Compared with existing methods, GPerturb does not require a latent variable construction and incorporates uncertainty propagation in an intuitive way due to the Bayesian framework. It can be applied to either raw count (GPerturb-ZIP, for zero-inflated Poisson) or continuous transformed expression measurements (GPerturb-Gaussian). Further and detailed information about the model development and relationships to existing methods can be found in “Methods”.

Single-gene perturbation analysis

We first compared the predictive performance of GPerturb, CPA, GEARS and SAMS-VAE on a subset of the genome-wide CRISPR interference Perturb-seq dataset.33 For all methods, the recommended settings are used. Since SAMS-VAE takes count-based data as inputs while CPA and GEARS require continuous expression inputs, we compare SAMS-VAE against GPerturb-ZIP and CPA and GEARS against GPerturb-Gaussian, respectively. Similar to previous studies, we randomly select 20% of the dataset as the test set, and use the rest to train GPerturb.

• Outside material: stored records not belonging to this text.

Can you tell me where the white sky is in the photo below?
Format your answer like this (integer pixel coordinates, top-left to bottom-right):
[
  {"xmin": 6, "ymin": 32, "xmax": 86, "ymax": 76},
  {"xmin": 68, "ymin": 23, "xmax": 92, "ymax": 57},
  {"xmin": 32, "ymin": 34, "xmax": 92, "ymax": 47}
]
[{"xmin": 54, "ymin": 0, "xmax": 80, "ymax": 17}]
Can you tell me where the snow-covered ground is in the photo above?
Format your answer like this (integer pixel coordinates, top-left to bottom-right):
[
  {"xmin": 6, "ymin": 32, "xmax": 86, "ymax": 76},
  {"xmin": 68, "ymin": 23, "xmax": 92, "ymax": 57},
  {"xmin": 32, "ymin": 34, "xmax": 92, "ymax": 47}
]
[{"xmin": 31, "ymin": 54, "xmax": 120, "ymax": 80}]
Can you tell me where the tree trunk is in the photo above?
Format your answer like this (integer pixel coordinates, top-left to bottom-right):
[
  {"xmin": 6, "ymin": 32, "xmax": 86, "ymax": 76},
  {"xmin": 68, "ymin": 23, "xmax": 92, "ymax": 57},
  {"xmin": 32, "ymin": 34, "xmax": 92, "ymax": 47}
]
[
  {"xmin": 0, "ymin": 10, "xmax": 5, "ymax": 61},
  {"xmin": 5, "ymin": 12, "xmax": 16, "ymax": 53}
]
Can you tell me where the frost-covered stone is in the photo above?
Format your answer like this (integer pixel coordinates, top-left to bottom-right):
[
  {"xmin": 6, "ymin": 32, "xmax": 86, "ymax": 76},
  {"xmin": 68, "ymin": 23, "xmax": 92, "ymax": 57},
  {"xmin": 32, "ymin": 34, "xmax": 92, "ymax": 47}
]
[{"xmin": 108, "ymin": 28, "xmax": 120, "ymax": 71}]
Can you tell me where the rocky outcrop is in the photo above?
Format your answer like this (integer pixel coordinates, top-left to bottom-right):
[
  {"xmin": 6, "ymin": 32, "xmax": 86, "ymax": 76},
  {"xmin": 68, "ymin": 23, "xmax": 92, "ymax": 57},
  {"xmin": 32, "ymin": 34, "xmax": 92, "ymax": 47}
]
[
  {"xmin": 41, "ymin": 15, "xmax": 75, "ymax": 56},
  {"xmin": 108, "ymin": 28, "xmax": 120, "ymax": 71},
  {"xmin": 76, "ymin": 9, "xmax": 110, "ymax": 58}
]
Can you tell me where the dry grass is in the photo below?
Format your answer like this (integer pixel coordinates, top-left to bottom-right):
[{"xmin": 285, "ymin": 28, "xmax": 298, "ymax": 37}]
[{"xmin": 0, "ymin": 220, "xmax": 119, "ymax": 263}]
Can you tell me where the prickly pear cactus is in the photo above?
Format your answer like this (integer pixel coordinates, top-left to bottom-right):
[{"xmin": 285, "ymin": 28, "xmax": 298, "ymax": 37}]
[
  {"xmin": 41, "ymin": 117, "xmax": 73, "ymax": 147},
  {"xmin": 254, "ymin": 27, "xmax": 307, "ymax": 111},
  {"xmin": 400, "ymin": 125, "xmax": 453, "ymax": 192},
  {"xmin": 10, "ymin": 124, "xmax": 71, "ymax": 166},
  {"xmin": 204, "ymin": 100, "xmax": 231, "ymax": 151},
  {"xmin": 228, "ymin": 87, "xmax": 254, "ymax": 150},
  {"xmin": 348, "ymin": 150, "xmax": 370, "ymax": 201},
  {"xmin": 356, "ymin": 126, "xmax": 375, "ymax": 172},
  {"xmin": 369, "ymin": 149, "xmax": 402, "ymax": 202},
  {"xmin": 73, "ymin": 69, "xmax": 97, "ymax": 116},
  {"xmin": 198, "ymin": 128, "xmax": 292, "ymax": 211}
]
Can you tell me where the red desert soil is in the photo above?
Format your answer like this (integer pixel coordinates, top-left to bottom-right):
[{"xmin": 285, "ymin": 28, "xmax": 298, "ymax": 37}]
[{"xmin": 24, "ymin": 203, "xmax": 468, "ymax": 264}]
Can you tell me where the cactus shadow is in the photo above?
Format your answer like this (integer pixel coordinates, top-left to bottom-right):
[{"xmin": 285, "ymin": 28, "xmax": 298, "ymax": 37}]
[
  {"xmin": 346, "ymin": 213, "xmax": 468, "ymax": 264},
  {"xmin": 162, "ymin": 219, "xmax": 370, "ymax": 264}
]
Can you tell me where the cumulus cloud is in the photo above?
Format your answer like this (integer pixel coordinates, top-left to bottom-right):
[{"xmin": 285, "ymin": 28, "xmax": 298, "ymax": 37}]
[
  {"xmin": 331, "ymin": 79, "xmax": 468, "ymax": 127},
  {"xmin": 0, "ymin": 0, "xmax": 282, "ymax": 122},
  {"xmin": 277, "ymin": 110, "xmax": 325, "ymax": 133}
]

We compared the averaged predictions and averaged observations for each of the unique perturbations. For CPA, SAMS-VAE and GEARS, we computed and store the average of 1000 samples of reconstructed/predicted expressions drawn from the fitted model for each of the unique perturbations. Similarly, for GPerturb, we compute and store the averaged predicted mean expressions for each of the unique perturbations (i.e., averaged over all samples associated with a common perturbation). Table 1 shows the Pearson correlations between the predicted and observed expression levels for the perturbations which are illustrated in Fig. 2A, C. We see GPerturb-ZIP attains better correlation than SAMS-VAE (rGPerturb = 0.972, rSAMS-VAE = 0.944) for count-based inputs, while CPA-mlp achieved the best performance ahead of GPerturb-Gaussian and GEARS on continuous inputs (rCPA-mlp = 0.984, rGPerturb = 0.981, rGEARS = 0.977).

Table 1 Comparison of predictive performance
Fig. 2: Single-gene perturbation analysis.
figure 2

A Comparison of predicted versus observed expression from GPerturb and GEARS using continuous expression inputs and B comparison of predicted perturbation effects. C Comparison of predictions from GPerturb and SAMS-VAE on count-based expression inputs and D comparison of predicted perturbation effects. Source data of the figure are provided as a Source Data file.

While the overall correlation between predicted and observed expression was high, Fig. 2B, D shows that the directionality of the perturbation effects given by different models did not always agree, with instances where one method might report that a perturbation gives increased gene expression while another method indicates that the perturbation leads to decreased expression. We quantified this observation in Table 2 by examining the directionality agreement over all gene-perturbation pairs. Figure 3A shows the discrepancies in the exosome-related perturbation effects between GPerturb-Gaussian, CPA and GEARS for continuous expression input. In contrast, using count-based expression input, GPerturb-ZIP and SAMS-VAE showed greater consistency suggesting that the choice of pre-processing could have a considerable impact on perturbation modelling (Fig. 3B). In order to further examine this, we were able to compare the outputs of GPerturb-Gaussian and GPerturb-ZIP on 345 perturbations grouped by pathways (Fig. 4). This showed that given the same data set, the conversion from count-based to continuous-based expression (and the necessary changes in likelihood model in GPerturb) considerably changes the predicted perturbation effects.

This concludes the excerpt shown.